As for how John comes back, let’s just say things get weird — don’t they always? — and there’s an altered reality at play. “Our guys are put in a position where they essentially can have a wish granted,” Dabb says. “They’re actually expecting something else, but [John’s return] comes from a place of want by Dean. The need for closure is really what brings John back into their lives.” But John isn’t the only person who comes back into their lives. As with any altered reality, not everything changes for the good. Without getting too specific, whatever brings John back also causes the return of Zachariah (Kurt Fuller), the no-BS angel who saw Sam and Dean as nothing more than thorns in his side. (Like Kripke said, angels are dicks!) Speaking of angels, this reality also affects Castiel in… certain ways. This time the boys are dealing with a different (though not entirely unfamiliar) version of their friend.
But for Morgan, who’s been asked for years about returning, it has always been about bringing John back in the right way. “The relationships between these three men were so open, so if I was going to come back, it would be nice to have some closure, especially with Sammy,” Morgan says. And before the hour’s over, both boys will get a moment alone with Dad. “This episode gives Sam a chance to forgive,” Padalecki says. Ackles adds, “For Dean, the whole episode is a dream that he doesn’t want to wake up from. But he knows he has to.”
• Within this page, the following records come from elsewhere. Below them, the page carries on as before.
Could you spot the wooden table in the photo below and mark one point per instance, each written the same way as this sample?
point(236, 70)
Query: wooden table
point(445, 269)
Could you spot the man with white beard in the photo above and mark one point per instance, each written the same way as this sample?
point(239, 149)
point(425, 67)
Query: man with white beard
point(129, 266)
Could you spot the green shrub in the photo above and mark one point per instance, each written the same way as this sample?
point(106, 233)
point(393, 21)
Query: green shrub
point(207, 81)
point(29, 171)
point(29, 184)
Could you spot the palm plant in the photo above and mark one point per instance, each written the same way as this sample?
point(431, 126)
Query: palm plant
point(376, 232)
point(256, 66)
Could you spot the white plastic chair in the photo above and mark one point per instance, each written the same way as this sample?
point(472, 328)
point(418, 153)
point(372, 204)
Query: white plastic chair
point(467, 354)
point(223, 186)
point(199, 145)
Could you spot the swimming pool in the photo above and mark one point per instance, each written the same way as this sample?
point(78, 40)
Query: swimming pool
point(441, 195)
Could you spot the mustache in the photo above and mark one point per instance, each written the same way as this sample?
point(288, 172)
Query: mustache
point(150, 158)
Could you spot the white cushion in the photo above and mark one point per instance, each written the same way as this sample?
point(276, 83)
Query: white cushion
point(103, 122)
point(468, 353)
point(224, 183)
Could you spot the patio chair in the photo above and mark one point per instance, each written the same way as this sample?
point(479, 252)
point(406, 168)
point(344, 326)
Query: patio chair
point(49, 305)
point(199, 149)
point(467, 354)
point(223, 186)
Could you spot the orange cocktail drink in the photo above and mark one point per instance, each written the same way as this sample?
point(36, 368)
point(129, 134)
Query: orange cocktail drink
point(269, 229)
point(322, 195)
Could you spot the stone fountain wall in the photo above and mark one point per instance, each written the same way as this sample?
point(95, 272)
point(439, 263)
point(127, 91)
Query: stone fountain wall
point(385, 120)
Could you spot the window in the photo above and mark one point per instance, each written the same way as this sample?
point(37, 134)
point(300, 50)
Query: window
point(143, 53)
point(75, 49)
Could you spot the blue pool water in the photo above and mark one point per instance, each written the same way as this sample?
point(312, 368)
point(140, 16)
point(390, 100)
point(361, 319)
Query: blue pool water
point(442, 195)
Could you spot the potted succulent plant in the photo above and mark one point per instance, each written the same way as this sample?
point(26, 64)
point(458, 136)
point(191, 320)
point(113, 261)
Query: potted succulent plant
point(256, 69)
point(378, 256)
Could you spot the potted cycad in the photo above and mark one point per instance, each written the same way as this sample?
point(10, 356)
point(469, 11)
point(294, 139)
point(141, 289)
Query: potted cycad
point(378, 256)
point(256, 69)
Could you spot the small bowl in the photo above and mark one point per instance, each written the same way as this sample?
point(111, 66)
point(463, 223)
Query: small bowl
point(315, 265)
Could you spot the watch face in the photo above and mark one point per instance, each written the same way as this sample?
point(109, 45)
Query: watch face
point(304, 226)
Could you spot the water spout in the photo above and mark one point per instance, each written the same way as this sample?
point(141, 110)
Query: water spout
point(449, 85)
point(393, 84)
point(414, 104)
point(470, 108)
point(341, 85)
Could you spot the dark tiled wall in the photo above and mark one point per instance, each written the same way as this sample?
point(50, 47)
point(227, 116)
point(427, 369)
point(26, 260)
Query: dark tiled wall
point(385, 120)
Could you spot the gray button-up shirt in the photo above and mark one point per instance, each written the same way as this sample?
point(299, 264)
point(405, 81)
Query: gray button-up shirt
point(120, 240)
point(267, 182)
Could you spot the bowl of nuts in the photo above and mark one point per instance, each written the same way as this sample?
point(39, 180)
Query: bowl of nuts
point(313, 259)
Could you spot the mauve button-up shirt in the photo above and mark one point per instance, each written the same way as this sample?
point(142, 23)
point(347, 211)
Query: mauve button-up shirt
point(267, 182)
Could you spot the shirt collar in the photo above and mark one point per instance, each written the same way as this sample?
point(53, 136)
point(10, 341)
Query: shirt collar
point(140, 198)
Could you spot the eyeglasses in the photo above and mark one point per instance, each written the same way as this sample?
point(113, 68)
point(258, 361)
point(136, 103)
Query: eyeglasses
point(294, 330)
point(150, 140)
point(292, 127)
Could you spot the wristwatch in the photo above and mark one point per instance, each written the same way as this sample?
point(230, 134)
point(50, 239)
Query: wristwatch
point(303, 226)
Back in the bunker’s kitchen where Padalecki declared “reunion time” just hours ago, Sam and Dean are sitting around a table sharing a bottle of whiskey with their father and catching him up on everything he’s missed. Yes, they’ve saved the world (more than once). Yes, Lucifer has a son. But most important, John’s late wife, Mary — the woman he spent his life trying to avenge — is alive. Right then Mary rounds the corner for the moment she never saw coming, but in a strange way has always been waiting for. “Everything’s right in the world in this bubble of time,” Samantha Smith, who plays Mary, says of the couple’s reunion. “It’s very romantic.”
But as the Winchesters know a bit too well, all good things must come to an end. And when this is said and done, Sam and Dean will return to their life, driving down crazy street next to each other. Because despite the show hitting 300 episodes, nobody’s ready to call it quits just yet. “I don’t think we’re ready to throw in the towel,” Ackles says. “We’ve still got a little gas in the tank.” Put another way, Sam and Dean still got work to do.